Consider the U.S. stock market’s bear market to be challenging. According to veteran stock market investor Jeremy Grantham, the challenging part may still be to come.

The illustrious co-founder of the venerable Boston-based investment firm GMO stated in a paper published on Tuesday with the cheery title “After a Timeout, Back to the Meat Grinder” that “the first and simplest leg of the bursting of the bubble we called for a year ago is over.”

The most speculative growth stocks that drove the market higher in 2022 were “crushed” by the downturn, and “a major portion of the total losses across markets that we projected to see a year ago have already occurred.”

The next step is more challenging. The most “extreme froth” has been removed from the market by the downturn, but valuations are still much higher than long-term norms, he added, noting that in the past they have a tendency to overcorrect, going below their long-term trend line when fundamentals deteriorate.
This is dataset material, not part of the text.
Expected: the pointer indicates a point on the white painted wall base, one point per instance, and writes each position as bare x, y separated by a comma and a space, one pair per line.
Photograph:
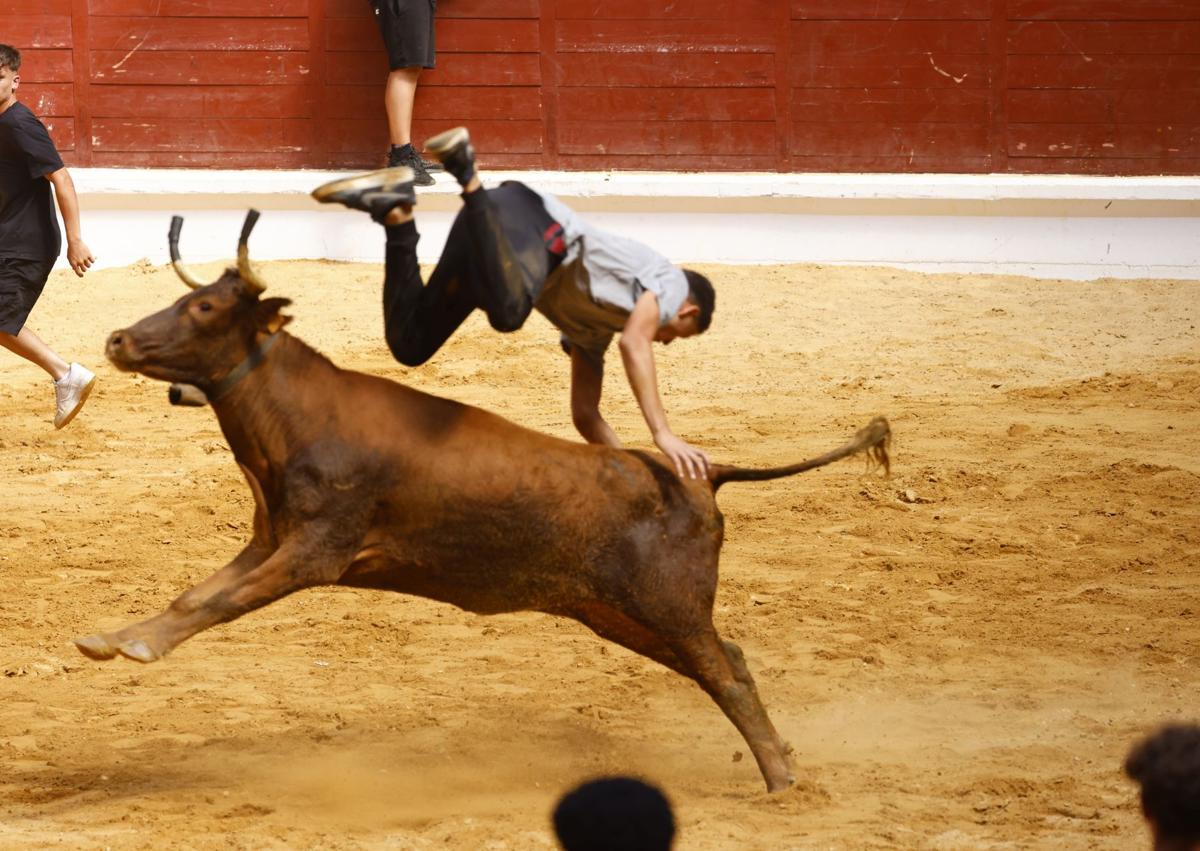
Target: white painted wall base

So what happens to stocks now?

By the end of 2023, according to Grantham’s prediction, the S&P 500 index’s trend line value will be approximately 3,200 after being raised to account for trend line growth and anticipated inflation. According to the investor, there is a 3-to-1 chance that the S&P 500 will hit that level this year or the following year and at least briefly drop below it. A decline to 3,200 would represent a loss of about 20% from the S&P 500’s Tuesday closing price of 4,019.81 and a roughly 17% decline for the year.

Although such a result wouldn’t be “the end of the world,” it would be cruel in comparison to the Goldilocks pattern of the previous 20 years.

For example, he stated, “3200 would represent a drop of just 16.7% for 2023 and with 4% inflation anticipated for the year would total a 20% real decline for 2023 — or 40% real from the start of 2022.” “A little overrun past 3200 would take this overall decline to, perhaps, 45% to 50%, which is slightly less disastrous than the average decline of 50% or more from prior equally severe heights,” the author writes.

While such a result is still very plausible, Grantham advised investors to have far less conviction regarding the timing and length of the market’s upcoming downward trend.

The prospect of a stop or delay in the bear market is supported by a number of variables, he added, including the “underrecognized and powerful Presidential Cycle, but also included subsiding inflation, the continued strength of the labor market, and the reopening of the Chinese economy.” “How much company fundamentals deteriorate will mean everything over the next 12 to 18 months,” the author writes.

The presidential cycle asserts that stocks follow a pattern during the course of a president’s tenure, with a propensity to increase during the seven months from October 1 of the cycle’s second year to April 30 of the third year, according to Grantham. In other words, equities are currently in the cycle’s “sweet zone.”

The long-term problems of a dwindling population, a lack of raw materials, and increasing climate change damage are starting to “cut severely” into growth prospects for equities, according to Grantham.

“The geopolitical and resource shocks of last year will only make those problems worse. The likelihood of a decline in global real estate markets poses terrifying threats to the economy over the following few years, given the change in the interest rate environment, he said.

The Dow Jones Industrial Average ended the day roughly 104 points higher, up 0.3%, after overcoming an earlier loss, while the S&P 500 dipped 0.1% on Tuesday. Nasdaq Composite prices dropped 0.3%.